Só conseguimos saber se somos suficientemente fortes quando nos deparamos perante uma situação. Neste caso, durante dois meses e treze dias eu deparei-me com várias situações, para as quais, achava eu, não estava preparada. As aulas teóricas não nos ensinam como lidar com as situações mais dramáticas ou com casos demasiado concretos de crianças e jovens adolescentes, doentes ou que passam maior parte do seu tempo num hospital. Este tempo que passei em contacto direito com estes meus "queridos", que cada um irei guardar de uma forma especial no coração, fez com que eu percebesse a sorte que tenho e a ótima escolha que fiz, nem que seja só para ter esta experiência gravada no coração.
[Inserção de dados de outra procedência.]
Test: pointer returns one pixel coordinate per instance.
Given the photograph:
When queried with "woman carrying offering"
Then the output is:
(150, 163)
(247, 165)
Deparei-me com casos de cortar a respiração a qualquer um. Em cada um deles via-me ou via um irmão meu. Este mundo, por muitos desconhecido e somente criticado, é um mundo de muita coragem e todos os profissionais que ali trabalham arduamente em prol do bem estar destes jovens deveriam ser reconhecidos.
Admito, muitas vezes não foi fácil lidar com as situações, sabem quando só queremos chorar e sabemos que não podemos porque não é o momento oportuno? Ou quando nos apegamos de tal modo aquelas pessoas que no momento da despedida nos custa o mundo?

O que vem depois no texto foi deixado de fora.